Predictions on train data.

prediction_train = predict(model.nb, train, type = 'class')
## Warning: predict.naive_bayes(): more features in the newdata are provided as
## there are probability tables in the object. Calculation is performed based on
## features to be found in the tables.
confusionMatrix(prediction_train, factor(train$fraud), positive = '1')
## Confusion Matrix and Statistics
## 
##           Reference
## Prediction      0      1
##          0 464864   1503
##          1   5101   4204
##                                           
##                Accuracy : 0.9861          
##                  95% CI : (0.9858, 0.9864)
##     No Information Rate : 0.988           
##     P-Value [Acc > NIR] : 1               
##                                           
##                   Kappa : 0.5534          
##                                           
##  Mcnemar's Test P-Value : <2e-16          
##                                           
##             Sensitivity : 0.736639        
##             Specificity : 0.989146        
##          Pos Pred Value : 0.451800        
##          Neg Pred Value : 0.996777        
##              Prevalence : 0.011998        
##          Detection Rate : 0.008838        
##    Detection Prevalence : 0.019562        
##       Balanced Accuracy : 0.862893        
##                                           
##        'Positive' Class : 1               
## 

Predictions on test data.

prediction_test = predict(model.nb, test, type = 'class')
## Warning: predict.naive_bayes(): more features in the newdata are provided as
## there are probability tables in the object. Calculation is performed based on
## features to be found in the tables.
confusionMatrix(prediction_test, factor(test$fraud), positive = '1')
## Confusion Matrix and Statistics
## 
##           Reference
## Prediction      0      1
##          0 116137    415
##          1   1289   1078
##                                          
##                Accuracy : 0.9857         
##                  95% CI : (0.985, 0.9863)
##     No Information Rate : 0.9874         
##     P-Value [Acc > NIR] : 1              
##                                          
##                   Kappa : 0.5516         
##                                          
##  Mcnemar's Test P-Value : <2e-16         
##                                          
##             Sensitivity : 0.722036       
##             Specificity : 0.989023       
##          Pos Pred Value : 0.455429       
##          Neg Pred Value : 0.996439       
##              Prevalence : 0.012555       
##          Detection Rate : 0.009065       
##    Detection Prevalence : 0.019904       
##       Balanced Accuracy : 0.855530       
##                                          
##        'Positive' Class : 1              
## 

Model has a sensitivity of almost 72% which means 72% of the fraud cases can be detected using the naive bayes algorithm. It also has a specificity of 99%, which is also good. Specificity indicates how well the model is able to distinguish a non fraud case.
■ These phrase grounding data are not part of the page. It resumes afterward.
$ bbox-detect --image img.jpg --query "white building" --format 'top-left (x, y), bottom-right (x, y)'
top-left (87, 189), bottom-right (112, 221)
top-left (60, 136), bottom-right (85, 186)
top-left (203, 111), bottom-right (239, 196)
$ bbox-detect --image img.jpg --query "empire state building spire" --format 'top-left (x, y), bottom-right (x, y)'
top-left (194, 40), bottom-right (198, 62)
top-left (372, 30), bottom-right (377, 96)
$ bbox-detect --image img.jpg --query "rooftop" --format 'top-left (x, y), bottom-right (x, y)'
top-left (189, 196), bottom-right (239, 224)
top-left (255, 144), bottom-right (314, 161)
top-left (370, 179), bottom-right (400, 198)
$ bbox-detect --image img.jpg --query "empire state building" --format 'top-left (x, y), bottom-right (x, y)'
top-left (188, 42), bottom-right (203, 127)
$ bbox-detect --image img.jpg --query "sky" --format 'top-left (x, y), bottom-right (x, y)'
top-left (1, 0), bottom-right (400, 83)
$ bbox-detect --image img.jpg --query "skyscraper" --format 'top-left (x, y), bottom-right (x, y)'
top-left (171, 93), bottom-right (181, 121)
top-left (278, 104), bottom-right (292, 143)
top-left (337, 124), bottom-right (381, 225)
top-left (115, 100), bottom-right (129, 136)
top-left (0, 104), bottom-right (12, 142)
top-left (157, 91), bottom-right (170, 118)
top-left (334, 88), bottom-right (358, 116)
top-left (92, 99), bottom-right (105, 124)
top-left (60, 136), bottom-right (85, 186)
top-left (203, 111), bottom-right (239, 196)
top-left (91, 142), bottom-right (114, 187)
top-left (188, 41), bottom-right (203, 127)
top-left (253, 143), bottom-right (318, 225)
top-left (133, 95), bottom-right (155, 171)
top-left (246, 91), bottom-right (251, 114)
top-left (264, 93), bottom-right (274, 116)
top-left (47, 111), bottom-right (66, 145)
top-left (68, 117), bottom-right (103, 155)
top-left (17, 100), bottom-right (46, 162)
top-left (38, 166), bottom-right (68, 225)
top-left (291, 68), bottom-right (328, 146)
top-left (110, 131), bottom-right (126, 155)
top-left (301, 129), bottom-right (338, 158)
Now lets take a loot at the AUC value and ROC curve.

predicted_probs = predict(model.nb, test, type = 'prob')[,"1"]
## Warning: predict.naive_bayes(): more features in the newdata are provided as
## there are probability tables in the object. Calculation is performed based on
## features to be found in the tables.
roc_obj <- roc(test$fraud, predicted_probs)
## Setting levels: control = 0, case = 1
## Setting direction: controls < cases
auc(roc_obj)  # Output: AUC value
## Area under the curve: 0.9771
plot(1-roc_obj$specificities, roc_obj$sensitivities, main = paste0("AUC = ", round(auc(roc_obj), 3)), xlab = 'false positive rate', ylab = 'True positive rate')
abline(a = 0, b = 1, lty = 2, col = "gray")  

6. Conclusion

Out of the models, Naive Bayes is observed to perform fairly well compared to other modelling techniques, displaying a sensitivity of 72%. This is decent considering the imbalance class problem we observed.